Bastano alcune considerazioni per mostrare come sia inadeguata la "poesia" di questo film. Nel
testo di Bukowsky, è vero, vi è della poesia, molta secondo alcuni, e di un genere particolare.
Uno dei brani più belli e struggenti del libro, per esempio, è, senza dubbio, quello che ha come
protagonista la grassona, "Un'amabile storia d'amore". Anche Ferreri lo utilizza, riducendolo
però ad una scenetta da commedia all'italiana, mentre riserva tutta la poesia al personaggio di
Cass, interpretato da Ornella Muti, la bona di turno. Inutile sottolineare che anche questo
personaggio ha nel testo una ben diversa profondità e bellezza. In occasione del Festival
di Venezia, Ferreri ha affermato in un'intervista, di aver puntato tutto,
che il significato di tutto, è negli occhi di Ben Gazzara. I suoi occhi, non c'è dubbio, sono
bellissimi, ma la forza di Bukowsky sta piuttosto nella bocca e nella parola. È soltanto lì che egli
ritrova la forza per sopravvivere, la sua rivincita: "a scuola brutti voti ma lingua lunga", dice da
qualche parte.
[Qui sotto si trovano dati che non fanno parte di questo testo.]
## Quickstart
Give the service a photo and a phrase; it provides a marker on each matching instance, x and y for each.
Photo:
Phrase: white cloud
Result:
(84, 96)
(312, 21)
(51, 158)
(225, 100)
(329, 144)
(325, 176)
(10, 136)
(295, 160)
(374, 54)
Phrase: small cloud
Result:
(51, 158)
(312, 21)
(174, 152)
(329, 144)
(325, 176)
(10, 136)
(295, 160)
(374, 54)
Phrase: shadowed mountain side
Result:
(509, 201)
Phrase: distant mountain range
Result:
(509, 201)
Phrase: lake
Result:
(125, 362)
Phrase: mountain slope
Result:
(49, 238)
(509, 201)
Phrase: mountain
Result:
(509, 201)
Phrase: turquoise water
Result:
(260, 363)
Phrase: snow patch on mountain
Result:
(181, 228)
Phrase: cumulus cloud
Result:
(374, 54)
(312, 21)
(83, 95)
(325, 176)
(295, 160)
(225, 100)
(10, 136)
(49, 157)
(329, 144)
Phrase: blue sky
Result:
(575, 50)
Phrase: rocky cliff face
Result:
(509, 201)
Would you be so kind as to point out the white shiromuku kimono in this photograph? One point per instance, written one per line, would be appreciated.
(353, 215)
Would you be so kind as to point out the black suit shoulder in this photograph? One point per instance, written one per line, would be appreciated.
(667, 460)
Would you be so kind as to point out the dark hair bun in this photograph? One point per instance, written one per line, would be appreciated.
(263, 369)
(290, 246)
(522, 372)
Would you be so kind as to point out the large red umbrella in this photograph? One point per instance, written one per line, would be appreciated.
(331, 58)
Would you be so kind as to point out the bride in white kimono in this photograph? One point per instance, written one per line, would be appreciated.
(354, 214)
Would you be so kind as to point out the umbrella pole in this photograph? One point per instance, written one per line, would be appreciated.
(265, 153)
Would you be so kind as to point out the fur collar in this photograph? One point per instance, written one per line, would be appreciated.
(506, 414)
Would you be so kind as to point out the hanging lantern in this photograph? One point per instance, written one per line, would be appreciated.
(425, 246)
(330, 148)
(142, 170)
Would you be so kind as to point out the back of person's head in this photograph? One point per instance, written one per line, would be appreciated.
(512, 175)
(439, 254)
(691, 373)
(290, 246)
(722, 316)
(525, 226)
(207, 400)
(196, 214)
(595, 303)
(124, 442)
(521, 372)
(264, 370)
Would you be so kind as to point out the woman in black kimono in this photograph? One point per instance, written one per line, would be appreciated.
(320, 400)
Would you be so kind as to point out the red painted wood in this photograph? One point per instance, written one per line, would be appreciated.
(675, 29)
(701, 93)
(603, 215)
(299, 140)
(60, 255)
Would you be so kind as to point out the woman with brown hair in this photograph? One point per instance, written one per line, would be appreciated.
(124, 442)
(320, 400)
È grazie all'ironia, al suo funambolico potere sulla parola che esce
vincente. Non si vuole comunque difendere qui ad ogni costo un autore che non ne ha proprio
bisogno,
uno scrittore tutto sommato modesto, che non può essere considerato nulla di più che un
fortunato caso editoriale. Ciò che più di ogni altra cosa impressiona e stupisce è l'incessante
tentativo di imbrigliarlo, di parcellizzarlo, di rinchiuderlo, di darne una lettura il più parziale
possibile, che finisce inevitabilmente con l'annientarlo. È ovvio che chiunque ha il diritto di
leggere e di interpretare Bukowsky a suo modo, ma nessuna delle letture sin qui apparse gli
rende interamente giustizia, nessuna di queste interpretazioni rimanda ad altro, apre a sua volta
nuovi spiragli interpretativi o scioglie dei nodi. Le due proposte, quella cinematografica e quella
teatrale sono dei cimiteri. Permettetemi, per concludere, un consiglio d'amico: se comprate le opere
di Bukowsky
(possibilmente in lingua originale, è meglio), non dimenticate assolutamente i versi. Leggete
tutto con attenzione e, soprattutto... silenzio! non parlatene mai con nessuno.